‘Buoyant economy’: Success as Limerick commercial rate collection up

The council revealed that 80 percent of commercial rates were collected last year

The council revealed that 80 percent of commercial rates were collected last year

COUNCILLORS have congratulated Limerick's local authority after they revealed that over 80 percent of commercial rates were collected last year.

The figure represents one of the highest rates of collection in recent times.

The rates income for Limerick City and County Council was nearly €54m for the year 2017, and the council expects that figure to increase again, by around €1m, in the next year.

In tandem with the success in rates collection, the council has also recorded a reduction in arrears, year on year, of around €4m.

The success was welcomed by councillors, and represents an “improvement in the economy for business owners”.
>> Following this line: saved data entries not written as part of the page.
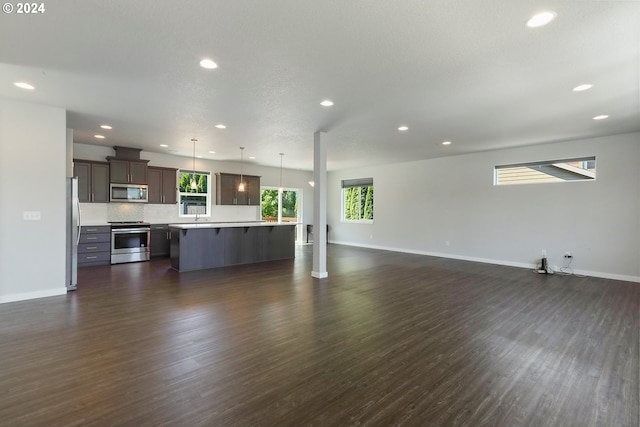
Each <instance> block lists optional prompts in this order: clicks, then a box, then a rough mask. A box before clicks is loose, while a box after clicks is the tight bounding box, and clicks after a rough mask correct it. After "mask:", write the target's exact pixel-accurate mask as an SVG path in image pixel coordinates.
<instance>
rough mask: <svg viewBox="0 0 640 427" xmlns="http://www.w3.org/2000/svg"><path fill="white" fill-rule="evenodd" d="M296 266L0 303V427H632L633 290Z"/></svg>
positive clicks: (477, 273) (386, 263)
mask: <svg viewBox="0 0 640 427" xmlns="http://www.w3.org/2000/svg"><path fill="white" fill-rule="evenodd" d="M296 251H297V252H296V258H295V260H282V261H274V262H269V263H260V264H252V265H242V266H235V267H225V268H219V269H214V270H207V271H199V272H189V273H178V272H176V271H173V270H172V269H171V268H170V265H169V261H168V260H166V259H159V260H153V261H151V262H147V263H135V264H120V265H113V266H104V267H93V268H88V269H83V270H81V271H80V273H79V274H80V276H79V286H78V291H76V292H73V293H70V294H68V295H66V296H61V297H51V298H43V299H40V300H33V301H24V302H16V303H9V304H3V305H0V324H1V325H2V332H1V335H0V366H1V367H2V369H1V370H0V390H1V391H2V399H1V400H0V425H1V426H51V425H55V426H105V425H118V426H162V425H167V426H187V425H188V426H245V425H256V426H270V425H278V426H281V425H291V426H306V425H315V426H333V425H335V426H338V425H340V426H342V425H368V426H387V425H420V426H453V425H461V426H614V425H615V426H634V427H635V426H637V425H638V421H639V418H638V400H639V396H638V374H639V373H638V366H639V354H638V353H639V352H638V345H639V337H638V329H639V320H638V313H639V309H640V306H639V294H638V286H639V285H638V284H636V283H627V282H618V281H613V280H604V279H595V278H580V277H567V276H547V275H538V274H535V273H532V272H530V271H528V270H523V269H517V268H510V267H500V266H493V265H487V264H478V263H471V262H464V261H456V260H450V259H442V258H433V257H425V256H418V255H408V254H398V253H392V252H385V251H375V250H369V249H358V248H349V247H344V246H339V245H330V246H329V248H328V257H329V258H328V271H329V278H328V279H326V280H323V281H318V280H316V279H312V278H311V277H310V271H311V247H310V246H303V247H298V248H297V249H296Z"/></svg>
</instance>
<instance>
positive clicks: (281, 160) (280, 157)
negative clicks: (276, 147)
mask: <svg viewBox="0 0 640 427" xmlns="http://www.w3.org/2000/svg"><path fill="white" fill-rule="evenodd" d="M282 156H284V153H280V191H282V190H283V188H282Z"/></svg>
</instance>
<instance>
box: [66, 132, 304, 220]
mask: <svg viewBox="0 0 640 427" xmlns="http://www.w3.org/2000/svg"><path fill="white" fill-rule="evenodd" d="M73 147H74V148H73V149H74V153H73V156H74V158H76V159H84V160H96V161H106V157H107V156H113V155H115V152H114V150H113V148H112V147H111V146H106V147H105V146H95V145H88V144H79V143H75V144H73ZM276 155H277V154H276ZM140 158H142V159H144V160H149V165H151V166H160V167H171V168H178V169H180V168H182V169H187V170H192V168H193V158H192V157H183V156H173V155H168V154H161V153H152V152H149V151H142V152H141V153H140ZM196 170H200V171H208V172H211V174H212V175H213V174H215V173H217V172H227V173H240V162H223V161H215V160H207V159H196ZM242 171H243V173H245V174H247V175H258V176H260V177H261V179H260V184H261V185H262V186H266V187H278V186H279V184H280V168H272V167H266V166H258V165H253V164H251V163H250V162H245V163H244V164H243V167H242ZM214 179H215V177H214ZM312 179H313V173H312V172H308V171H300V170H293V169H283V173H282V185H283V186H284V187H285V188H298V189H301V190H302V193H303V194H302V198H303V206H302V216H303V222H304V223H305V224H310V223H312V222H313V219H312V218H313V188H311V186H310V185H309V181H310V180H312ZM214 182H215V181H214ZM211 196H212V200H213V202H214V204H213V205H212V210H211V214H212V217H211V220H212V221H249V220H256V219H260V208H259V207H249V206H216V205H215V185H213V186H212V194H211ZM107 207H108V204H107V203H83V204H82V213H83V221H84V222H85V223H87V224H88V223H103V222H105V221H107V220H108V219H107V216H108V209H107ZM144 220H145V221H149V222H176V221H178V220H179V218H178V208H177V206H176V205H145V215H144Z"/></svg>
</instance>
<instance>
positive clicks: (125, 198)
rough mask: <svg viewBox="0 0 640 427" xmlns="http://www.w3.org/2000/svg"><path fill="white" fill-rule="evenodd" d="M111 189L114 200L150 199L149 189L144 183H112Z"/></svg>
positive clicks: (112, 195)
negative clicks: (121, 183) (130, 183)
mask: <svg viewBox="0 0 640 427" xmlns="http://www.w3.org/2000/svg"><path fill="white" fill-rule="evenodd" d="M109 190H110V191H109V193H110V194H111V197H110V200H111V201H112V202H138V203H146V202H148V201H149V196H148V194H149V189H148V187H147V186H146V185H144V184H111V185H110V186H109Z"/></svg>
There are a higher number of customers on direct debit, and this development has also led to more reliable payments by ratepayers.

The councillors were briefed on the commercial rates by the council’s head of finance, Sean Coughlan.

FF Cllr James Collins, who is himself a rate paying publican, said that “it’s great to see that the schemes offered by the council have worked” at the full council meeting this Monday.

“Not alone is the collection rate increasing, but we also have a reduction in arrears, for current rates but also old balances which are being cleared,” he said.

“This didn’t happen by accident - today we are seeing the fruits of our decisions that we were criticised for at the time,” added the councillor.

FG Cllr Daniel Butler congratulated the council and acknowledged the role of a “buoyant economy”.

“If you engage positively with the council, they will help you,” he said, in relation to the possibility for ratepayers to set up flexible payment plans.

But FF Cllr Kevin Sheahan pointed out that there are still shops and pubs around the county “closing due to rates”.

Arrears in 2017 still accounted for more than €14m, but the council expects to reduce this figure to around €12m in 2018.